A source close to Mr. Johnson downplayed the talks, saying that no substantial discussions had taken place. That is despite speculation that Mr. Johnson could be made the Telegraph’s Global Editor-in-Chief.
The former Prime Minister has close ties to the newspaper, having served as its Brussels correspondent before becoming a columnist.
He now writes a weekly column for the Daily Mail, for which he reportedly earns a six-figure salary. Mr. Johnson was also due to join GB News earlier this year to help helm its election coverage, but never took up the role.
Mr. Johnson appointed Mr. Zahawi as Chancellor in the final days of his administration in 2022 following a string of high-profile resignations. He held the position for just two months.
The involvement of Mr. Johnson, which was first reported by Sky News, could help to drum up interest from investors.
Mr.

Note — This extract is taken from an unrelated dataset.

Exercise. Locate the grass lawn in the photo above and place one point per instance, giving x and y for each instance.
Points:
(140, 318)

Zahawi is thought to have approached a number of billionaires as he seeks to assemble a consortium to table a bid for the Telegraph and the Spectator, which has also been put up for sale by Abu Dhabi-backed fund RedBird IMI.
He is one of a handful of suitors to have made it through to the second round of the auction, which is being overseen by bankers at Robey Warshaw and Raine.
Worth reading in full.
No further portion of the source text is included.